Tool Learning enables agents to learn how to use new tools from documentation. Instead of hardcoding tool knowledge, the agent reads API docs, examples, and guides to understand how to invoke unfamiliar tools.

The pattern is praised for extensibility—agents can adapt to new tools without retraining or code changes.

Why This Is Dangerous

The documentation the agent learns from is untrusted input. If docs are compromised, the agent learns compromised behaviors. Malicious usage patterns become part of the agent's understanding of how to use the tool.

Worse, learned behaviors persist. The agent doesn't just follow the bad docs once—it incorporates them into its model of how the tool works for all future uses.

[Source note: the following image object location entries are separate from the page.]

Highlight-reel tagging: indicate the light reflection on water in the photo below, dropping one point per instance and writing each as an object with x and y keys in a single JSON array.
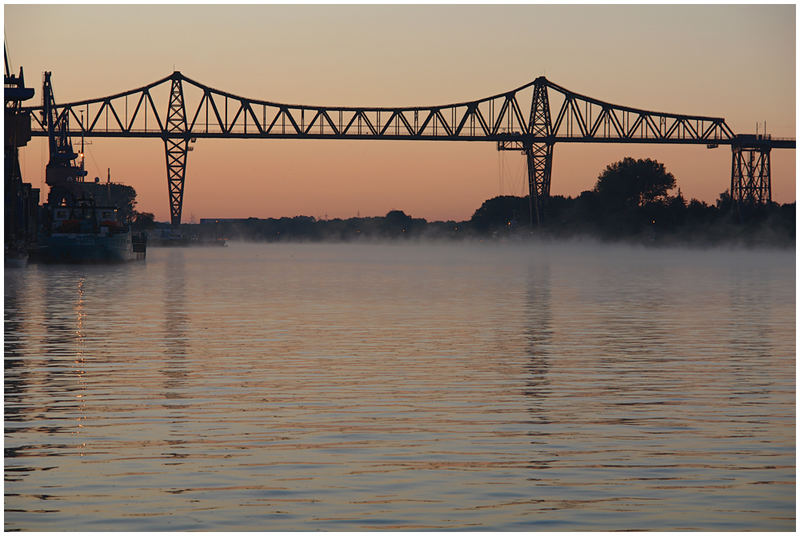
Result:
[{"x": 353, "y": 387}]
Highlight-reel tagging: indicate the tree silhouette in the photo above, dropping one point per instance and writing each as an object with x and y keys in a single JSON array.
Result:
[{"x": 634, "y": 183}]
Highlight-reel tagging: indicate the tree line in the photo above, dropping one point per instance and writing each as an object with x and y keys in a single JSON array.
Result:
[{"x": 631, "y": 200}]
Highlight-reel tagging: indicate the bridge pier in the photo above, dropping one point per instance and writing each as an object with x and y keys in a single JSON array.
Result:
[
  {"x": 540, "y": 165},
  {"x": 751, "y": 181},
  {"x": 176, "y": 145}
]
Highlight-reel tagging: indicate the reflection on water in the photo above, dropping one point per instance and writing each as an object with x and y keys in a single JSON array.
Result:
[{"x": 404, "y": 387}]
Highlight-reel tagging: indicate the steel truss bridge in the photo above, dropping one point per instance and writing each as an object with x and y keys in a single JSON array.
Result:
[{"x": 531, "y": 118}]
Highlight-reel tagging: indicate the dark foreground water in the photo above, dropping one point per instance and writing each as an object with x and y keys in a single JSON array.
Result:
[{"x": 352, "y": 387}]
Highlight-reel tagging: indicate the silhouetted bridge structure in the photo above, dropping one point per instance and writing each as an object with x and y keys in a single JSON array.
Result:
[{"x": 180, "y": 110}]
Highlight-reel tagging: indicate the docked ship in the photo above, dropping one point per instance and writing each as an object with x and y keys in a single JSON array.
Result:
[
  {"x": 21, "y": 199},
  {"x": 84, "y": 221},
  {"x": 86, "y": 233}
]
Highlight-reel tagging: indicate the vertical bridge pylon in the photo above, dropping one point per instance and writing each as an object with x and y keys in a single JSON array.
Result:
[
  {"x": 176, "y": 144},
  {"x": 751, "y": 181}
]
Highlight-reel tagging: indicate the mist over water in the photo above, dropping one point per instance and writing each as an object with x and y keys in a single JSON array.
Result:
[{"x": 403, "y": 387}]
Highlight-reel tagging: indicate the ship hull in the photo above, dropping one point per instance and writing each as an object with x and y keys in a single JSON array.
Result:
[{"x": 87, "y": 248}]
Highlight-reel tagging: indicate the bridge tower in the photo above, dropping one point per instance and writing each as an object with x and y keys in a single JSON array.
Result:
[
  {"x": 176, "y": 143},
  {"x": 751, "y": 182},
  {"x": 539, "y": 155}
]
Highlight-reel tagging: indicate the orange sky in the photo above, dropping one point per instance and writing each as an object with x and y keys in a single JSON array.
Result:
[{"x": 737, "y": 62}]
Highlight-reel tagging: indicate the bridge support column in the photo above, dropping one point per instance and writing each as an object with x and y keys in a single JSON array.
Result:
[
  {"x": 751, "y": 182},
  {"x": 540, "y": 165},
  {"x": 176, "y": 150},
  {"x": 176, "y": 144}
]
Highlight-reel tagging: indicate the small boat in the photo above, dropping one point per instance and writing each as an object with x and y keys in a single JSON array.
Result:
[{"x": 85, "y": 233}]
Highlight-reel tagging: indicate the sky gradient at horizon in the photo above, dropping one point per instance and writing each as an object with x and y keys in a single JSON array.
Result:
[{"x": 736, "y": 62}]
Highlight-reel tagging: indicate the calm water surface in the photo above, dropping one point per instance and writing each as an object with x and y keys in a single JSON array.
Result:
[{"x": 403, "y": 387}]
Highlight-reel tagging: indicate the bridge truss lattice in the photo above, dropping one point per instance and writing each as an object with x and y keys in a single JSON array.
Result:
[{"x": 531, "y": 118}]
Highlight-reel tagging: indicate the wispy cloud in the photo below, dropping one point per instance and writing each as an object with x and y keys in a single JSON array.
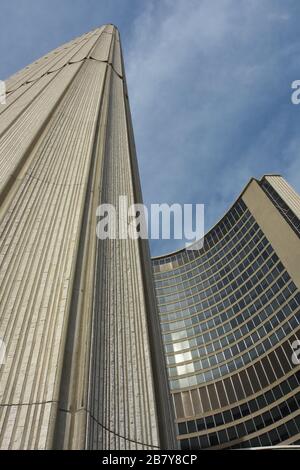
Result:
[{"x": 209, "y": 84}]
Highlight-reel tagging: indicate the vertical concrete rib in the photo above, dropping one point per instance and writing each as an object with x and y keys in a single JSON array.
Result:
[{"x": 76, "y": 313}]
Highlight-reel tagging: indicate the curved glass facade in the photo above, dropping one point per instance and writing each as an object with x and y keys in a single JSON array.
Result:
[{"x": 229, "y": 314}]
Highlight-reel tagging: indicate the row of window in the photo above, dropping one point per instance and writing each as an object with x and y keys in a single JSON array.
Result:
[
  {"x": 272, "y": 437},
  {"x": 237, "y": 387},
  {"x": 229, "y": 282},
  {"x": 205, "y": 268},
  {"x": 264, "y": 299},
  {"x": 208, "y": 265},
  {"x": 246, "y": 343},
  {"x": 240, "y": 325},
  {"x": 240, "y": 361},
  {"x": 257, "y": 283},
  {"x": 212, "y": 238},
  {"x": 238, "y": 412}
]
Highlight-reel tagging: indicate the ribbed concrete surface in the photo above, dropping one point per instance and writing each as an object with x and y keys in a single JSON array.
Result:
[
  {"x": 73, "y": 312},
  {"x": 286, "y": 192}
]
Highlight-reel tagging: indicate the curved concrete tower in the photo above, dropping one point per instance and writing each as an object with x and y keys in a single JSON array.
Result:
[
  {"x": 230, "y": 314},
  {"x": 83, "y": 365}
]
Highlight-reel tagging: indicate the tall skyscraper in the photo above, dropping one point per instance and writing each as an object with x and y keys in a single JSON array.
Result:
[
  {"x": 230, "y": 314},
  {"x": 103, "y": 349},
  {"x": 78, "y": 315}
]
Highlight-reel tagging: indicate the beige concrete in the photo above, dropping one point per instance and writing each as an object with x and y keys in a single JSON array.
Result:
[
  {"x": 75, "y": 313},
  {"x": 283, "y": 239}
]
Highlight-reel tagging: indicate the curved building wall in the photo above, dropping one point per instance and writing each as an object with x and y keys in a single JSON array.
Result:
[{"x": 229, "y": 314}]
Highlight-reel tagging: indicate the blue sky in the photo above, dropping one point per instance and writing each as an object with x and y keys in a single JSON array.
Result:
[{"x": 209, "y": 86}]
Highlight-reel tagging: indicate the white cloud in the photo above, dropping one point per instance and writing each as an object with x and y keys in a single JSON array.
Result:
[{"x": 209, "y": 84}]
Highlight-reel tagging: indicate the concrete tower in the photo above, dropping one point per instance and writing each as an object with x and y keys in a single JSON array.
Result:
[{"x": 84, "y": 354}]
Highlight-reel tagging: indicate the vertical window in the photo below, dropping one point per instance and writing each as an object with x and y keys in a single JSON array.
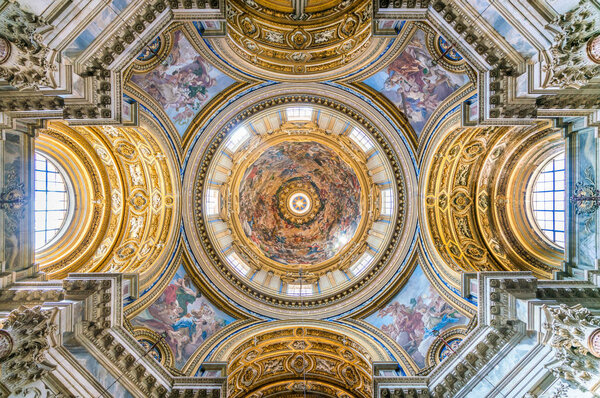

Why this is particularly risky:

Persistence. Bad learning persists across sessions if the agent maintains tool knowledge.
Authority inheritance. The agent uses the tool with whatever authority it has—executing what the docs taught it.
Third-party docs. Tool documentation often comes from third parties. You don't control what's in those docs.

Architecture

Components:

Documentation source— API docs, examples, guides
Learning process— agent reads and internalizes docs
Tool knowledge store— learned usage patterns
Tool invocation— agent uses tool based on learned knowledge

Trust Boundaries

Documentation Sources: ├── Official API docs (hopefully trustworthy) ├── Community examples (who wrote these?) ├── Stack Overflow answers (anonymous contributors) └── Third-party tutorials (unknown provenance) All of these feed into agent's understanding. Malicious examples become learned behavior. Agent executes what it learned.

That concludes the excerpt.